QUESTION - Madame la Chancelière, avez-vous également parlé d'une augmentation de capital chez EADS, puisque l'on entend dire que l'Etat français serait prêt à augmenter sa part, ce qui pourrait engendrer un nouveau déséquilibre ? Y a-t-il eu des avancées sur cette question ou ce dossier est-il ajourné pour l'instant. Pour quand peut-on compter sur une décision ?
Mme Angela MERKEL - Aujourd'hui, il n'en a pas été question. La question a été examinée par les actionnaires et il y a, je crois, un accord pour que cela ne soit pas traité aujourd'hui.
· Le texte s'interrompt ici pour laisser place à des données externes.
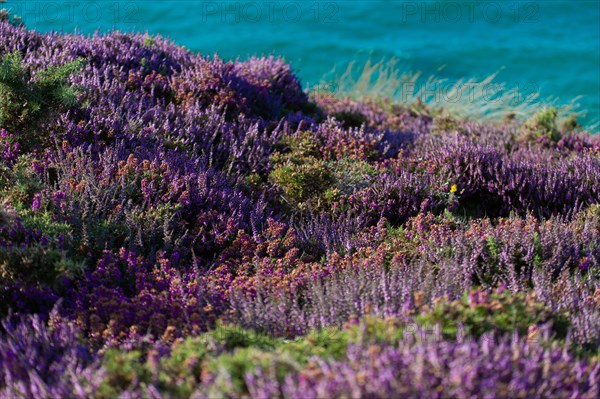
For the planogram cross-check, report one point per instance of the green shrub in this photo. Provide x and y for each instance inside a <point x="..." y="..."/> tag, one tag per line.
<point x="480" y="312"/>
<point x="25" y="101"/>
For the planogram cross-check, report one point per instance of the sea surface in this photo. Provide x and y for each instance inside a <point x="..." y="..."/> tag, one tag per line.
<point x="552" y="47"/>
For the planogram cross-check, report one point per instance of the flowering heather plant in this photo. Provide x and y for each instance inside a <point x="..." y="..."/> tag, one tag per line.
<point x="206" y="228"/>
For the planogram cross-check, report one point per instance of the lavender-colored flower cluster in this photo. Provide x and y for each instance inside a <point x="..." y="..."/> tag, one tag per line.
<point x="183" y="196"/>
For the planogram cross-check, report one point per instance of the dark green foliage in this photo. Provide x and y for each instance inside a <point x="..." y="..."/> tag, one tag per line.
<point x="27" y="100"/>
<point x="500" y="312"/>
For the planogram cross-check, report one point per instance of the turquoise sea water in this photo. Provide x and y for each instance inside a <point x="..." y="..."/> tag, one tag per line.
<point x="549" y="46"/>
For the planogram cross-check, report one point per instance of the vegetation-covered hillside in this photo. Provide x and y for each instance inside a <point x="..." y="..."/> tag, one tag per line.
<point x="174" y="225"/>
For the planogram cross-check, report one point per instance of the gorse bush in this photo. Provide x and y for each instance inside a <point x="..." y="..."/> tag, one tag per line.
<point x="175" y="225"/>
<point x="26" y="100"/>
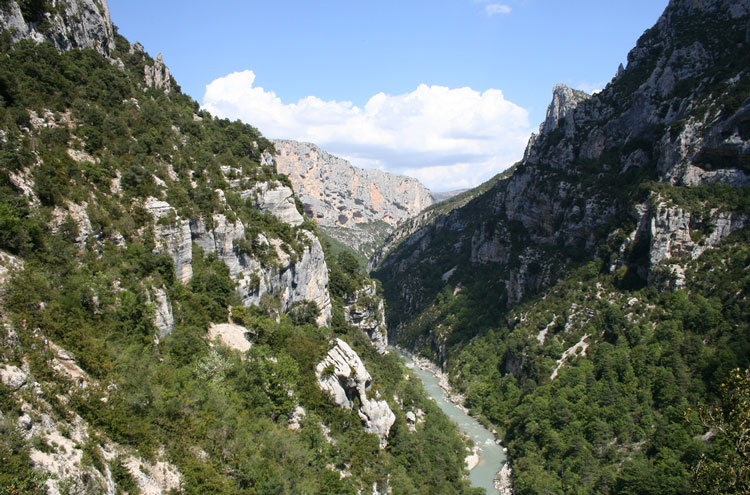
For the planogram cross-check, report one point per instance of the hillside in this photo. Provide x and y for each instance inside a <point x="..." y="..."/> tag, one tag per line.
<point x="170" y="320"/>
<point x="358" y="207"/>
<point x="590" y="301"/>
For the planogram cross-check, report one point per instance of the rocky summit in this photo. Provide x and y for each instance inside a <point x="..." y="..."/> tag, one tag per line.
<point x="359" y="207"/>
<point x="171" y="321"/>
<point x="563" y="297"/>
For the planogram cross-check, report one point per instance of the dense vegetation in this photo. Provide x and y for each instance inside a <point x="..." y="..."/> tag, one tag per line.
<point x="613" y="419"/>
<point x="592" y="352"/>
<point x="220" y="416"/>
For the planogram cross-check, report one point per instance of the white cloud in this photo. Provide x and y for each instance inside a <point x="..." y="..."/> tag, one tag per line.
<point x="590" y="88"/>
<point x="497" y="8"/>
<point x="448" y="138"/>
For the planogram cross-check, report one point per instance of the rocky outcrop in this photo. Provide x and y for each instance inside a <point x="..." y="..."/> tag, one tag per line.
<point x="356" y="206"/>
<point x="564" y="102"/>
<point x="342" y="374"/>
<point x="233" y="336"/>
<point x="365" y="310"/>
<point x="303" y="279"/>
<point x="157" y="75"/>
<point x="291" y="279"/>
<point x="163" y="317"/>
<point x="277" y="200"/>
<point x="71" y="24"/>
<point x="677" y="114"/>
<point x="679" y="236"/>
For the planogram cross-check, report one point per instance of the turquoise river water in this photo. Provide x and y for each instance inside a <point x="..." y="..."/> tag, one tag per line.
<point x="491" y="455"/>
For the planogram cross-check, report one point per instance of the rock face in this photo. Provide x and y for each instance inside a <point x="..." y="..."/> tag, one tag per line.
<point x="366" y="311"/>
<point x="677" y="114"/>
<point x="163" y="319"/>
<point x="157" y="75"/>
<point x="291" y="279"/>
<point x="354" y="205"/>
<point x="277" y="200"/>
<point x="677" y="233"/>
<point x="75" y="24"/>
<point x="342" y="374"/>
<point x="305" y="279"/>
Il pourrait en être question un jour, et DAIMLER a dit qu'en tant qu'actionnaire, l'entreprise pourrait aller dans cette même direction, donc la question d'un déséquilibre n'est pas d'actualité. Nous n'en avons pas parlé aujourd'hui parce que ce n'était pas la question d'actualité. Nous avons réglé la question de la gouvernance et c'est un pas capital pour l'efficacité de l'entreprise.
LE PRESIDENT - On peut dire qu'il y a une réflexion des actionnaires dans le cadre d'un groupe de travail pour qu'on puisse, dans quelques mois, parler de cette question parmi d'autres. La discussion n'est pas terminée sur ce sujet. Je voudrais souligner qu'un pas très important a été franchi aujourd'hui. D'autres questions sont encore à éclaircir et nous les traiterons dans le cadre d'un groupe de travail.
Le droit de préemption, les évolutions éventuelles, ce ne sont pas des questions taboues. Nous n'en n'avons pas parlé aujourd'hui parce qu'aujourd'hui, nous avons fait une gouvernance et choisi des responsables. Cette question-là fait l'objet d'un accord entre les actionnaires pour en parler tranquillement. Nous nous sommes donnés deux ou trois mois pour se revoir et avancer sur ces questions.
QUESTION - Madame la Chancelière, Monsieur le Président, vous dites que vous êtes rentrés dans un mode gagnant-gagnant. Sur EADS précisément, qu'est ce que la France estime avoir gagné qui était important pour elle, et qu'est-ce que l'Allemagne pense avoir gagné ?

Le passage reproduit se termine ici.